Day 1 — Teaching an AI to Ride With Me

mediamtbaitrainingvideo-editing

Day 1 — Teaching an AI to Ride With Me

From 4/10 to 9/10 in 24 hours.


Context

Yesterday was Day 0.

First attempts were rough.

Jarring cuts. Wrong orientation. No corner feel.

AI didn’t understand motion continuity yet.

Day 0 Clip

File: day1_edit.mp4 (143MB, 15s) Rating: 4/10

Video hosting in progress - YouTube embed will be added

What went wrong:

  • Static starts
  • Wrong energy
  • No corner feel
  • Doesn’t feel like riding

No ego defense.

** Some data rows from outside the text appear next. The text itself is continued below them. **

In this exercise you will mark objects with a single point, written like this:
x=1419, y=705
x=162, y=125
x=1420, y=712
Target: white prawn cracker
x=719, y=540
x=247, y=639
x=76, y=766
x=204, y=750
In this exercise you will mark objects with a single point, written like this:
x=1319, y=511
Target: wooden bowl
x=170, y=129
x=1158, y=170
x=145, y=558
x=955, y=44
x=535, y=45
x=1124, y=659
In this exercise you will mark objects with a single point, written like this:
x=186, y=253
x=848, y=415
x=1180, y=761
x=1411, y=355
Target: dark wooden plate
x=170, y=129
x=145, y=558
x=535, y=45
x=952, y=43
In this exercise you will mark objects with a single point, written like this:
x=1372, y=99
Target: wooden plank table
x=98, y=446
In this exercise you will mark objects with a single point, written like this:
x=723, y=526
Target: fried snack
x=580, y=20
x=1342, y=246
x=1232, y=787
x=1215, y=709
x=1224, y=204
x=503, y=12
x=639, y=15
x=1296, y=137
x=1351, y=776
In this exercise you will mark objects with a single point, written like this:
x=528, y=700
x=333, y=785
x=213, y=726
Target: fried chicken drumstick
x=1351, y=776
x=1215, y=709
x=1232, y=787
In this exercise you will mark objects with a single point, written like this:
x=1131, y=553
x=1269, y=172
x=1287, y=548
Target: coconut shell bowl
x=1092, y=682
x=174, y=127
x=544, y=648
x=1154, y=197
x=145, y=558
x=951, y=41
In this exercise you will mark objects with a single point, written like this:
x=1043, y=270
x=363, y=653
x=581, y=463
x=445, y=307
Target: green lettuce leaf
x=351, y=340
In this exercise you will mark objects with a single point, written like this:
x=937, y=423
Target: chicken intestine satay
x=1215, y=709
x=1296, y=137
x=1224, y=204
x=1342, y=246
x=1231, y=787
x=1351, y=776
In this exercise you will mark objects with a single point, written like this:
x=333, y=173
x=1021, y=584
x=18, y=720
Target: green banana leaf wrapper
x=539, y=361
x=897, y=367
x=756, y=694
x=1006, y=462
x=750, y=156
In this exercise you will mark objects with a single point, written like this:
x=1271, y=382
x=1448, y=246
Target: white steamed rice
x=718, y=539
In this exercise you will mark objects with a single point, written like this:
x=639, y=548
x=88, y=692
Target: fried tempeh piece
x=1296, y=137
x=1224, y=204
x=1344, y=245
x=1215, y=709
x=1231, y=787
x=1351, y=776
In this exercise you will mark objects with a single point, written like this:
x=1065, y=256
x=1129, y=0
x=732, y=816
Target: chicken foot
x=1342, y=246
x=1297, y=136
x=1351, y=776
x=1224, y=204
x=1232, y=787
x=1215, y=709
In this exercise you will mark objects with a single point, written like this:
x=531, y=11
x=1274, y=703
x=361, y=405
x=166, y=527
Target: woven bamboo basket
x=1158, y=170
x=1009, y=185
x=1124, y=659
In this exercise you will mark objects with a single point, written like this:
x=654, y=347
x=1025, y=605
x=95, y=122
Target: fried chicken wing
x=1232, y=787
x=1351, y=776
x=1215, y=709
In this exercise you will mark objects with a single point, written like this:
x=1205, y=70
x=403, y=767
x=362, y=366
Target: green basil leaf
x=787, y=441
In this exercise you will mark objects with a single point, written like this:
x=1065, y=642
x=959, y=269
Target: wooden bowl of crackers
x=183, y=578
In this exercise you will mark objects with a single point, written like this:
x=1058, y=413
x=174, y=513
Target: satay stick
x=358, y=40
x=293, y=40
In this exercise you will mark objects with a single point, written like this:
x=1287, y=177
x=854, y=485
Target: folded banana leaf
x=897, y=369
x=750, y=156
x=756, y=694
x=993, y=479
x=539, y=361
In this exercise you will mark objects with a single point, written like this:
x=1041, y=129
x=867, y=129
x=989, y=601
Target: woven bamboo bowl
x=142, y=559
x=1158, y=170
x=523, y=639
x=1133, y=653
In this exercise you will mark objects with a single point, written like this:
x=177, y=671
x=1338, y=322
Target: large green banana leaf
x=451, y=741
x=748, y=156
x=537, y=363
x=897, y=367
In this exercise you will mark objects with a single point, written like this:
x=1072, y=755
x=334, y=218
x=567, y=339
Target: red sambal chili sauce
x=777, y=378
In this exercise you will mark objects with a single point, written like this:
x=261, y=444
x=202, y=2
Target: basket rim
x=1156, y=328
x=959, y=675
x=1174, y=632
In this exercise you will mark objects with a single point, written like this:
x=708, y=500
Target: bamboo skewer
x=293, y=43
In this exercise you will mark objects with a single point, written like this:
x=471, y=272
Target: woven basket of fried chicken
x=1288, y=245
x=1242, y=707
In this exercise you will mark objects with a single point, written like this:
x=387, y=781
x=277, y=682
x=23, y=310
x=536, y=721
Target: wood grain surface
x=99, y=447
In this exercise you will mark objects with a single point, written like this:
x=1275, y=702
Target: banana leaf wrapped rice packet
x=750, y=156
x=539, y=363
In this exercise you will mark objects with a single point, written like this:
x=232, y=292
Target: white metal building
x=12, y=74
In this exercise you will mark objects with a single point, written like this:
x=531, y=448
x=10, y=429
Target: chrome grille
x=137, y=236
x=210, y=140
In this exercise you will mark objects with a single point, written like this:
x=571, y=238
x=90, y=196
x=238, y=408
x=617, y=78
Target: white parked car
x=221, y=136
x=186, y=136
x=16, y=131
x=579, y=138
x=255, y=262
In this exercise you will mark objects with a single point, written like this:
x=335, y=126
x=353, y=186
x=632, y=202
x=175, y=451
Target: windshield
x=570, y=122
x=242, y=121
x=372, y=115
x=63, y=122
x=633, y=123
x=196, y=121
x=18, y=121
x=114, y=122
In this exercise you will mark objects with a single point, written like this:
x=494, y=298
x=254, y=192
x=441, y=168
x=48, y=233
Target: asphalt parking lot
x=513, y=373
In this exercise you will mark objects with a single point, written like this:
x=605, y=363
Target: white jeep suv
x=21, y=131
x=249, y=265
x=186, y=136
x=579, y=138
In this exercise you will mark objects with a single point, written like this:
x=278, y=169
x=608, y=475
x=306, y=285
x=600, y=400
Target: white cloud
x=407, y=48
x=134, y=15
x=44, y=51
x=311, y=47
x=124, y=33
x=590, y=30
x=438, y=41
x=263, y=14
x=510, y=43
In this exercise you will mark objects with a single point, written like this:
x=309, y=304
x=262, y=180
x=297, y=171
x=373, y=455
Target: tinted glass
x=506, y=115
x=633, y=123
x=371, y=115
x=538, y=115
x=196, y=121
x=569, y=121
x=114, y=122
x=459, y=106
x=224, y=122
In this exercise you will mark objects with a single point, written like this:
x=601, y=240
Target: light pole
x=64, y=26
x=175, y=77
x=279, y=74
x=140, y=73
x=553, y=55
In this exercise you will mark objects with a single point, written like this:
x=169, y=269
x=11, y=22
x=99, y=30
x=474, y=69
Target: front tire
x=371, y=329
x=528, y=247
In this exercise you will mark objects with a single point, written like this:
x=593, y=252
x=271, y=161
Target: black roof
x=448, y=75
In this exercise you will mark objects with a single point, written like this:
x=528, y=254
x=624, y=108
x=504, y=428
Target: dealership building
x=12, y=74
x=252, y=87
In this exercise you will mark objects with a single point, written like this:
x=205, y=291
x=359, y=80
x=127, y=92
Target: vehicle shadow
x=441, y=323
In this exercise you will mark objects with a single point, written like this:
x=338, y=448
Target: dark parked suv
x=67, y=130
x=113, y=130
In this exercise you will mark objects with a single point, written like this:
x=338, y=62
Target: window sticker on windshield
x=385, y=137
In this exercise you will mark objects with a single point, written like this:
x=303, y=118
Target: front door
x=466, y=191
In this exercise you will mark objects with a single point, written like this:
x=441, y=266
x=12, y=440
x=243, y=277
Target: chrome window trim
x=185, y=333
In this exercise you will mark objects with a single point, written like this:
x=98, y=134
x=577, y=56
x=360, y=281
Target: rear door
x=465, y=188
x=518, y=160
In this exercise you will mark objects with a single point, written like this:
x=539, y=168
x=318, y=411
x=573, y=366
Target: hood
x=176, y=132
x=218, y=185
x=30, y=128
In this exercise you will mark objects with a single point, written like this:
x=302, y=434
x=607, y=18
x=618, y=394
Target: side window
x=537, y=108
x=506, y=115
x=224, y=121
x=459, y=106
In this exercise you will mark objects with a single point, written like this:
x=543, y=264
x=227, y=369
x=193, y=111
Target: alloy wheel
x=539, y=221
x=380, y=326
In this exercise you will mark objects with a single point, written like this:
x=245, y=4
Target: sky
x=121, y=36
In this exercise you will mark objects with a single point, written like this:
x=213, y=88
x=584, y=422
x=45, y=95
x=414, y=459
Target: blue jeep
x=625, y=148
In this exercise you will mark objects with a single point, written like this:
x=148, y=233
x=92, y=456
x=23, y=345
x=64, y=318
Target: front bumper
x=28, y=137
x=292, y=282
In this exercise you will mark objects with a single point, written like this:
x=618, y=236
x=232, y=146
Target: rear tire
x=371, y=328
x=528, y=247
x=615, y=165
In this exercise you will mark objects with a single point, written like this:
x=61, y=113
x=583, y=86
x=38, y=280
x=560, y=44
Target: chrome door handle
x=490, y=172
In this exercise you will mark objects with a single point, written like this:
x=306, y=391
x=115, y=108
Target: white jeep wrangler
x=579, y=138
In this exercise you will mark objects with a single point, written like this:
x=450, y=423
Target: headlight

This was bad.


What Changed

Constraints added:

  • Rotation detection fixed
  • No static shots
  • Bike visible at all times
  • Cuts occur after lean stabilizes
  • Velocity continuity across transitions
  • 15-second structure respected

Day 1 Clip

File: coast_brake_edit_15s.mp4 (77MB, 15s) Rating: 9/10

Video hosting in progress - YouTube embed will be added

Better. Corners feel coherent. Velocity matches. This feels like riding.


Training Notes

The system:

  • Rating scale: 1–10
  • Under 7 = diagnose
  • 7+ = store pattern
  • No verbose analysis
  • Execution > storytelling

Progression:

  • Initial: 4/10 (upside down, no motion)
  • Refined: 6/10 (speed jumps)
  • Matched: 7/10 (cuts during corrections)
  • Coast brake: 9/10 (smooth flow maintained)

What I’m teaching it:

  • Directional coherence
  • Lean stabilization timing
  • Velocity matching
  • Motion continuity

Why This Matters

This isn’t about AI replacing editors.

This is about:

  • AI as apprenticeship — It learns my style through iteration
  • Clear constraint definition — I specify rules once
  • Autonomous execution — System applies consistently
  • Compounding learning — Gets better daily

Time saved per edit:

  • Manual edit: 45-90 minutes
  • With trained system: 2 minutes (watch + rate)

That’s the leverage.


What’s Next

Continue daily training:

  • Drop footage
  • Rate output
  • Store learning
  • Iterate

Goal: Consistent 8+ ratings with minimal prompting.

Eventually: Ride → upload → wake up → usable cut waiting.

That’s when this becomes a real force multiplier.


This is Day 1 of documenting the training process. More updates as the system improves.